Last week, however, the blooms began to fade, seemingly too soon as they always do. We always grieve a tiny bit to see such a beautiful thing leave. But this year, I stopped myself and realized these are not dying flowers, but changing ones. And I saw a next phase starting where the blooms are longer, with stems reaching down to the ground like tiny fireworks on each branch, that even though they were no longer what we think of as "beautiful flowers" they were more beautiful because I had to look harder to see them and pay attention to their detail.
It's like the Van Gogh painting, "Almond Blossom". This painting is not striking in its color, there is no mad inspiration in the brush stokes of thick paint, like the sunflower paintings or "Irises". There is no awe-inspiring, passionate cry of the mystery of "The Starry Night". There is just a pleasant day with tiny blooms on a craggy limb. The blooms have no color, they sit, small, because they are utilitarian nut blooms and do not need to be showy to accomplish their purpose. They are what they are because God made them that way, and they can be nothing else, so I don't think they would even apologize for being less than other more flashy flowers. When you look at them closely, however, at how delicate, how precise, how perfect they are in their simplicity, they are poetry. They are life at its most real and most beautiful.
Today has felt like an Almond Blossom day. Some days you have inspiration or drive that propels you through, with seeming unlimited energy, be it love or rage, excitement or passion. Some days are down, rainy days, or tired ones where you ache or can't think because your head is too heavy to lift.
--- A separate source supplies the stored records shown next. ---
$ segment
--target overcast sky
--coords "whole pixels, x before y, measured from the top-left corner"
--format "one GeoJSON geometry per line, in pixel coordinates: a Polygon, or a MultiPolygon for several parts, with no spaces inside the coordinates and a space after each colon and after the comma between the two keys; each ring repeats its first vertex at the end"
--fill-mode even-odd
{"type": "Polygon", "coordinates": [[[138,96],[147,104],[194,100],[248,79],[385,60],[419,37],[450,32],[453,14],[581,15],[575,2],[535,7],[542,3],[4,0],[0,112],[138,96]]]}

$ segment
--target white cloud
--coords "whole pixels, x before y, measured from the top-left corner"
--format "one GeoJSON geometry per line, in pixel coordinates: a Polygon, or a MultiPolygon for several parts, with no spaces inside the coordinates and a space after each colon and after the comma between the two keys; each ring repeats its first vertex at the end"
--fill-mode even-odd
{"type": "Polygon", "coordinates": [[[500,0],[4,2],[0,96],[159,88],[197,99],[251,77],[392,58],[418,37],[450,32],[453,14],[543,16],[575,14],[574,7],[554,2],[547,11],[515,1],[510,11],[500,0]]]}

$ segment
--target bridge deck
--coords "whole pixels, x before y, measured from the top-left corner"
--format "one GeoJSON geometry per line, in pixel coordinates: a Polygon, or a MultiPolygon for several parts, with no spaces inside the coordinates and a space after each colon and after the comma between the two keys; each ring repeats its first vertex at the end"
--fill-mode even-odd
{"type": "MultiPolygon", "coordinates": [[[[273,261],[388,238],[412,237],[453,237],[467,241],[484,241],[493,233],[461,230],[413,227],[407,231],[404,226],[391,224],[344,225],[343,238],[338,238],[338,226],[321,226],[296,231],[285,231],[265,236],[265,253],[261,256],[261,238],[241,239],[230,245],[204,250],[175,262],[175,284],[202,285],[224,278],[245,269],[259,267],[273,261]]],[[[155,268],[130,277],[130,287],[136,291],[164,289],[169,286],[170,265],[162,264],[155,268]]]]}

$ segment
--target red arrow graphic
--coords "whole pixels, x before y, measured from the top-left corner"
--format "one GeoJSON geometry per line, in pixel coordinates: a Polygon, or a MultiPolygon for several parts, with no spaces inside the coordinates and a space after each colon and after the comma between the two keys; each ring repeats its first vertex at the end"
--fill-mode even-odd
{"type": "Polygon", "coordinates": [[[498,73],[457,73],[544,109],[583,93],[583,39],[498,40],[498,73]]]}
Today was neither. It was not quite warm and not quite cool. We had a beautiful clear sky, but with nothing to put the sunshine in context, just seemed to be a bright day. It was a day I got some work done, and some rest, some prayer, but with no real reflection, just a regular day full of going and being and neither one of them strong enough to keep any inertia going in any one direction. It was a day, though, where if we look close enough at how everything has fit into its place, how everything with a use fulfilled its purpose, and at how the regular nature of a quiet Sunday fits into keeping Sabbath among all the hundreds of Sabbaths that we live over our lives, that was a beautiful day indeed.